吕不韦在质子府那扇简陋的木门外,整整站了一夜。
寒风如刀,玄色狐裘也抵挡不住那沁入骨髓的冰冷。
但他浑然未觉,脑海中反复回荡着屋内那孩童平淡却重若山岳的话语——
“你之困局,不在财货,而在天命。”
天命!
这两个字如同魔咒,将他半生经营,引以为傲的财富与谋略,瞬间击得粉碎。
他自诩能洞悉人心,操弄时局,以金帛开路,周旋于王侯之间,将奇货可居玩弄得炉火纯青。
可如今,一个七岁稚子,却告诉他,他追逐的一切,不过是镜花水月,真正的棋局,在天命!
起初是荒谬,是惊疑,但随之而来的,是一种明悟。
他想起赵政那温柔的眼神,想起他轻描淡写点破自己最大秘密的从容。
这绝非凡俗!
异人公子?
不,异人若有此子半分能耐,何至于在赵国蹉跎多年,最终还需靠他吕不韦运作方能归秦?
天色将明未明,最是黑暗寒冷。
吕不韦终于动了动几乎冻僵的身体,深吸一口冰冷的空气,再次屈起手指,用颤抖而坚定的力道,叩响了木门。
“吱呀”一声,门从里面被拉开一条缝。
赵政依旧穿着那身略显宽大的旧棉袍。
他看着门外须发结霜的吕不韦,脸上没有任何意外的表情,只是侧身让开:“进。
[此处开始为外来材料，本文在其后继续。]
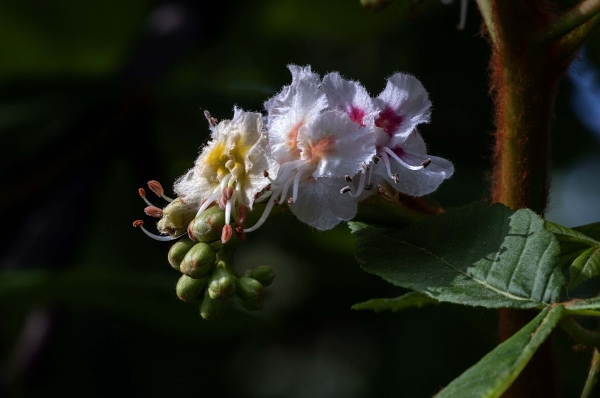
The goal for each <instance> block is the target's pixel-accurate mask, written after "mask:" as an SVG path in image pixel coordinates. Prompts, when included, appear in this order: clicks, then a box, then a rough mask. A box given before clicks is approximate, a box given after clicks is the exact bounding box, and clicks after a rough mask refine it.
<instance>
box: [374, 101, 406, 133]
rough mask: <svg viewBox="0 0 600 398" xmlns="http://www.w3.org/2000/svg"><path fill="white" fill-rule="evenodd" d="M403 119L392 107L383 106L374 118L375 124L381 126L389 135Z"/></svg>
mask: <svg viewBox="0 0 600 398" xmlns="http://www.w3.org/2000/svg"><path fill="white" fill-rule="evenodd" d="M403 121H404V118H403V117H402V115H399V114H397V113H396V112H394V110H393V109H392V108H385V109H384V110H382V111H381V112H379V116H378V117H377V119H375V126H377V127H381V128H382V129H383V130H384V131H385V132H386V133H387V134H388V135H389V136H390V137H391V136H392V135H394V133H395V132H396V130H398V127H400V125H401V124H402V122H403Z"/></svg>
”
屋内虽陈设简陋,但比外面暖和不了多少。
吕不韦走进来,反手轻轻关上门,隔绝了外面的寒风。
他不再有任何客套,对着赵政深深一揖。
“不韦愚钝,恳请公子,详解天命。”
他的声音沙哑,带着一种近乎虔诚的渴求。
赵政走到那张破旧的案几后坐下,示意吕不韦也坐。
赵政的圣人感知下,此刻的吕不韦,周身气运纤毫毕现。
只见吕不韦头顶,一团五彩斑斓的气运之云翻腾不休。